И, обглодав очередную кость, заяц весело кричал Буки:
— Открывай пасть! Получай свою часть!
И кость летела прямо в зубы несчастному Буки.
— Сказка твоя замечательная, — сказал я, подбирая с тарелки последнюю вермишелину. — И все было очень вкусно. Спасибо.
— Что ты вздыхаешь, дорогой?! — воскликнул хозяин. — Я не заяц Лек, а ты не гиена Буки. Или ты думаешь: я забыл, зачем ты пришел?
Он вышел и минут через десять вернулся с большой картонной коробкой.
— Вот, — сказал он торжественно и грустно и покачал головой. — Вот, поскреб, как вы, русские, говорите, по сусекам. Не сердись. Собрал что повкуснее.
— Спасибо, большое спасибо, — бормотал я, принимая коробку. — Я твой вечный должник.
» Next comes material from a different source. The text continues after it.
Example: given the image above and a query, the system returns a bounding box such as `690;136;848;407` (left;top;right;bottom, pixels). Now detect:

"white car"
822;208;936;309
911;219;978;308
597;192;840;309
— Какой разговор! — замахал он руками. — Ты слушал, не перебивал — мне приятно сделал. Я говорил и думал — хотел тебе приятно сделать. Ты же видишь: магазин совсем пустой, никто не приходит. Никто не вспомнит о продавце, если в лавке пусто… А ты пришел и слушал меня. Ты приходи чаще. Я гостю всегда рад. И где одному еда есть — там и второму найдется… Ты слушать умеешь — я тебе еще сказку расскажу. У меня целая книжка сказок есть, я ее на рынке купил. Очень интересные сказки. Ты их еще не знаешь. Но я их тебе расскажу — и ты будешь знать…
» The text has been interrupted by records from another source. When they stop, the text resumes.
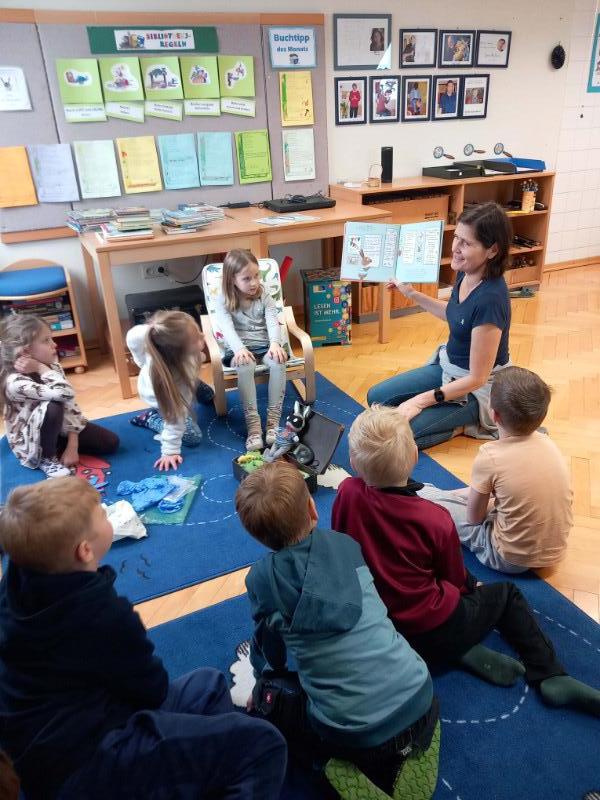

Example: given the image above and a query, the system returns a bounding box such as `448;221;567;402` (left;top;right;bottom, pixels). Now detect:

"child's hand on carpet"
154;455;183;472
60;447;79;467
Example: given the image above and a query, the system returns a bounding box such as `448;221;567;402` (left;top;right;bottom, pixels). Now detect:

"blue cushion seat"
0;267;67;297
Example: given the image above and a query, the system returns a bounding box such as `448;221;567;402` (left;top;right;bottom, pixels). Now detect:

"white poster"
281;128;316;181
269;27;317;69
0;67;31;111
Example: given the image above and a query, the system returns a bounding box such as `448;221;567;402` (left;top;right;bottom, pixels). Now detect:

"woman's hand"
154;455;183;472
387;278;415;299
267;342;287;364
231;347;256;367
398;395;428;420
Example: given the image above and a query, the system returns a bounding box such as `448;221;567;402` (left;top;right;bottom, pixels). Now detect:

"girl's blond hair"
223;250;258;311
146;311;204;423
0;314;48;413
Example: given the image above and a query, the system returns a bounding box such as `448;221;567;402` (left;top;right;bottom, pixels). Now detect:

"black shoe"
196;381;215;406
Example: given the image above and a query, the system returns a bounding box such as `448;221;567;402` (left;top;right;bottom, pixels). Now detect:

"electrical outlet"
142;263;169;280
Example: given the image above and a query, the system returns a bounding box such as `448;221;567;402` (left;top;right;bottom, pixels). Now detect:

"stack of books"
100;206;154;241
0;295;75;331
162;205;225;234
67;208;115;233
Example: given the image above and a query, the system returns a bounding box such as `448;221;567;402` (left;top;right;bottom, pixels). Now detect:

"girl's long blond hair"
0;314;48;414
223;250;260;311
146;311;204;423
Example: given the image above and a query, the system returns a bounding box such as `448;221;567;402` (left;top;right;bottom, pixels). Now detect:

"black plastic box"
233;411;344;494
125;283;206;325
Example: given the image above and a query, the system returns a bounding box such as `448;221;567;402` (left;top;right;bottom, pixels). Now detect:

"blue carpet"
149;564;600;800
0;375;461;603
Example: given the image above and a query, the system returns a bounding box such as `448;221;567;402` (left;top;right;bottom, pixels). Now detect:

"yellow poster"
117;136;162;194
279;70;315;128
0;147;37;208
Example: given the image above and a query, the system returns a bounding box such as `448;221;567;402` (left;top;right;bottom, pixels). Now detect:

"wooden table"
79;201;390;398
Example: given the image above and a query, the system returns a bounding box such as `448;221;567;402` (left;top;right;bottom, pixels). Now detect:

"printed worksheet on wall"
341;220;444;283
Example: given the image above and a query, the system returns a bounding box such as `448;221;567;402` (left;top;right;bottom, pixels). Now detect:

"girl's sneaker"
39;458;71;478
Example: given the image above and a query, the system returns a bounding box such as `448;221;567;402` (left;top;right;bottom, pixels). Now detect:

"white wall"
0;0;600;340
546;0;600;263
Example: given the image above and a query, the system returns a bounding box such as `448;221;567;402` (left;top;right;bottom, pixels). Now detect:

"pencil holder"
521;192;535;212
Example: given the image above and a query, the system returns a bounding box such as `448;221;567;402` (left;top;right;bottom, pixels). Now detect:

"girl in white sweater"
127;311;214;470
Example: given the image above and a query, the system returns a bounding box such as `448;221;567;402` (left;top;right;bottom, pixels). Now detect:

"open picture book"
341;220;444;283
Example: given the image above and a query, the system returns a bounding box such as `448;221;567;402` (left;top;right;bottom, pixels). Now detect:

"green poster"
235;130;272;184
179;56;219;100
56;58;102;105
99;57;144;103
217;56;255;97
140;56;183;100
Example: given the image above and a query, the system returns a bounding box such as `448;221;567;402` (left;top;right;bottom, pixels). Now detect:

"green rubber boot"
325;758;389;800
325;720;441;800
394;720;441;800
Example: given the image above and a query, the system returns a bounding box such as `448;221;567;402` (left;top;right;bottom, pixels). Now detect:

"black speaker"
381;147;394;183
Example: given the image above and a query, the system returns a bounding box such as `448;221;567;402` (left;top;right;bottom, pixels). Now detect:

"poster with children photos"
140;56;183;100
179;56;219;100
99;57;144;103
217;56;256;97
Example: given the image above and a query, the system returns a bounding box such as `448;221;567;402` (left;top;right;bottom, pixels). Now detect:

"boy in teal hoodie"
236;461;439;800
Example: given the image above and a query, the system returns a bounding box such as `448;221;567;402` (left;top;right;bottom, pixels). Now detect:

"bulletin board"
0;9;329;243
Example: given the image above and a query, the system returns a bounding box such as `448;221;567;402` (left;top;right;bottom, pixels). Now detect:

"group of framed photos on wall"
333;14;512;125
335;75;490;125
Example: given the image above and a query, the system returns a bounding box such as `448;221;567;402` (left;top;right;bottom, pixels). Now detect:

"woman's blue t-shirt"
446;272;510;369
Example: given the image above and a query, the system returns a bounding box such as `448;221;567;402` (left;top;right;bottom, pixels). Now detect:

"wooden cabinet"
329;172;554;322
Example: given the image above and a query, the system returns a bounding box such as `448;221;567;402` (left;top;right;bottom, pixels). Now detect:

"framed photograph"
400;28;437;69
588;14;600;92
369;75;400;122
335;77;367;125
431;75;463;119
402;75;431;122
461;75;490;119
438;31;475;69
333;14;392;69
475;31;512;68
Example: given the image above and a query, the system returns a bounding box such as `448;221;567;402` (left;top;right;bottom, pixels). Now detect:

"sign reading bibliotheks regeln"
87;26;219;54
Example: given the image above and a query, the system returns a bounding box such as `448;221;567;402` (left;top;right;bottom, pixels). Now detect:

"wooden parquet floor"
10;264;600;626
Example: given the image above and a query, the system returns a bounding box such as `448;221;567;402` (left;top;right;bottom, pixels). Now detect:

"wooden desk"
80;201;390;398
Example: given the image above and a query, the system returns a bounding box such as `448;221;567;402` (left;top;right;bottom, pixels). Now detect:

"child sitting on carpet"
0;314;119;478
215;250;288;450
0;477;286;800
419;367;573;573
127;311;215;471
332;406;600;716
236;461;439;800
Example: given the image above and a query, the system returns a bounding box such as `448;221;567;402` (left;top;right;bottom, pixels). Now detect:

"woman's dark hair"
458;203;513;280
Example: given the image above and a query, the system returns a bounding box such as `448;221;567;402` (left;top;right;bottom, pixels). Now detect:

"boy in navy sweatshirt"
236;461;439;800
0;477;286;800
332;405;600;716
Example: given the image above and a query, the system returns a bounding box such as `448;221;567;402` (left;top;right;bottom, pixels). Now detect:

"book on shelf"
340;220;444;283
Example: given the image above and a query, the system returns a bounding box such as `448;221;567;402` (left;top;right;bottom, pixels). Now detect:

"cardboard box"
232;411;344;494
302;267;352;347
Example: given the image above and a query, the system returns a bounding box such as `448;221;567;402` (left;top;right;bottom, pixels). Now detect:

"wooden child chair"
202;258;316;417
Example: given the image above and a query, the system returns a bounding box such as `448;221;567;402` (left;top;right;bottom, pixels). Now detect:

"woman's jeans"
367;364;479;450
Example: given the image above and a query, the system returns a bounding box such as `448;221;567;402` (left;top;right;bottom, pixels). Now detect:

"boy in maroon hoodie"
331;406;600;716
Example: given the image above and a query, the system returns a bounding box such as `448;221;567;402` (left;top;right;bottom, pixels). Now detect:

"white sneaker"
39;458;71;478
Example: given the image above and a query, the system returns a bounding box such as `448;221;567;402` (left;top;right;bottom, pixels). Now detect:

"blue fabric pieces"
117;477;176;514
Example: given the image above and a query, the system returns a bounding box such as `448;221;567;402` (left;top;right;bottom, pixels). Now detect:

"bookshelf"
0;259;87;373
329;172;554;322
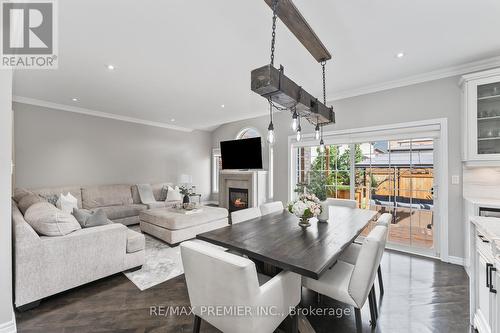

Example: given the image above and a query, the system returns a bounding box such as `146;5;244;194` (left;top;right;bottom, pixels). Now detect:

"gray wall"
212;77;464;257
0;69;15;332
13;103;211;198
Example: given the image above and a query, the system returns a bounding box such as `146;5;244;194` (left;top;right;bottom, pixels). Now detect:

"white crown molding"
12;95;193;132
0;311;17;333
329;56;500;101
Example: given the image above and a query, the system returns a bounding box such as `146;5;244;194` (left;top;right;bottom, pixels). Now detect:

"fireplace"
229;187;248;212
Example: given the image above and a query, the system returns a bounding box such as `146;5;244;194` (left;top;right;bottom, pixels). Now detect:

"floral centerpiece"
288;193;322;228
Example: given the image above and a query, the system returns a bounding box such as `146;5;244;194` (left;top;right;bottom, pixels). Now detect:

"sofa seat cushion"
82;185;133;209
99;204;147;220
139;207;228;230
127;229;146;253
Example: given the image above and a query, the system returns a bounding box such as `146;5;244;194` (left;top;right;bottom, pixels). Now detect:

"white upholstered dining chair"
231;207;262;224
340;213;392;295
325;198;358;208
260;201;284;215
302;226;387;331
181;241;301;333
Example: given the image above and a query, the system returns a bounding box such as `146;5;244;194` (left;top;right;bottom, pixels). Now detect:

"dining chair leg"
377;265;384;297
193;315;201;333
368;289;377;327
290;307;299;333
354;308;363;332
372;284;378;319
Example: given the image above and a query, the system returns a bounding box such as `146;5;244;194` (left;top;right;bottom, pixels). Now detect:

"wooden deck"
361;207;434;249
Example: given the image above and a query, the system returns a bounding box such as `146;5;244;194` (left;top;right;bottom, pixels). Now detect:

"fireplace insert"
229;187;248;212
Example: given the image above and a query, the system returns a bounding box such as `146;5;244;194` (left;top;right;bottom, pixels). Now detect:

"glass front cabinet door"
462;70;500;164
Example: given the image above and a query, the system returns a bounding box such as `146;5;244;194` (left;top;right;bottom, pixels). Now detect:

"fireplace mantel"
219;170;268;208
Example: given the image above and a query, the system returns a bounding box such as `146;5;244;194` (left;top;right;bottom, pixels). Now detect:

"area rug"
124;226;184;291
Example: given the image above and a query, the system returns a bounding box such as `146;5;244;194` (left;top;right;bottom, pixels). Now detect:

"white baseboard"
447;256;465;266
0;311;17;333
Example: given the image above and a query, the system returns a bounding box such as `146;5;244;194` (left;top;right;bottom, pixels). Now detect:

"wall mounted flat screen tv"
220;138;262;169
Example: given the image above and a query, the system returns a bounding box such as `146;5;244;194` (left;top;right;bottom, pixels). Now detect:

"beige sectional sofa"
12;184;178;310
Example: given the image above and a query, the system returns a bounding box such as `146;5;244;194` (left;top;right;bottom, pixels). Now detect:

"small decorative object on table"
180;185;191;204
288;193;321;230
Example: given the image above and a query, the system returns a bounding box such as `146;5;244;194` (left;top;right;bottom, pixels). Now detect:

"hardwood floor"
16;251;470;333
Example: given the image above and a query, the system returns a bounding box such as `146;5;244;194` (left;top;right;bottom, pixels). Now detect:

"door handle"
490;264;497;294
486;263;493;288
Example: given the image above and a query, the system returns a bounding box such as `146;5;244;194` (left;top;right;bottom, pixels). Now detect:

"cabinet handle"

«Запомни, — говорил я себе, собирая вещи перед отъездом, — постарайся запомнить каждый миг из прожитого здесь. Ты уже никогда не вернешься сюда, никогда не повторится твоя африканская жизнь. Постарайся запомнить всё».
Горячая, кирпичного цвета пыль билась в окна автобуса, идущего в аэропорт. «За-пом-ни. За-пом-ни», — без устали твердила она мне. Сквозь пыль можно было увидеть невысокие беленые дома, голых пузатых ребятишек, лениво бредущих осликов, лежащих в тени собак. И до самого горизонта — вечная зелень джунглей.
В сумке, в постели из моих рубашек, спала обезьяна. Она была спокойна, ибо не представляла никакой художественной ценности, которая не позволила бы ей уехать из страны.
Над дорогой — неизменные революционные плакаты. Среди них чаще всего такой: огромный босоногий африканец прикладом «Калашникова» выталкивает за край континента маленького толстого колонизатора с перекошенным от злобы лицом.
Надеюсь, я не принес зла на эту землю. И расстаемся мы по-доброму…
«Запомнизапомнизапомни», — прощаясь, прокричал город за стеклом иллюминатора. «Запомни», — и навсегда исчез далеко внизу. Вокруг было уже только небо.
Другая, привычная мне от рождения, жизнь ждала меня теперь.
И теперь я все реже, даже и во сне, вижу себя «под небом Африки моей»…
Только безмолвная, как всегда, обезьяна не сводит с меня своих огромных и равнодушных глаз.
Золоченой иглы долго-детская нить,
что сегодня ты сможешь на радость мне сшить?
Сквозь булыжную улицу, сквозь проходной
двор, по лужам по грязным, как прежде, — домой.
Будет колокол бить, ангел станет ли петь?
Дождь сечет или памяти узкая плеть?
А вода, там, где Заячий остров, темна,
не увидеть, хоть мелко, песчаного дна.
Утрамбована тверже гранита земля
стороны Петроградской — отчизна моя.
Вместо предисловия
Никак не сосредоточиться.
Шум времени мешает? Или просто в ушах шумит? Малярия, не добившая в Африке, теперь медленно жрет меня, ударяет в голову? Но рифмуются ли «малярия» и «мороз»?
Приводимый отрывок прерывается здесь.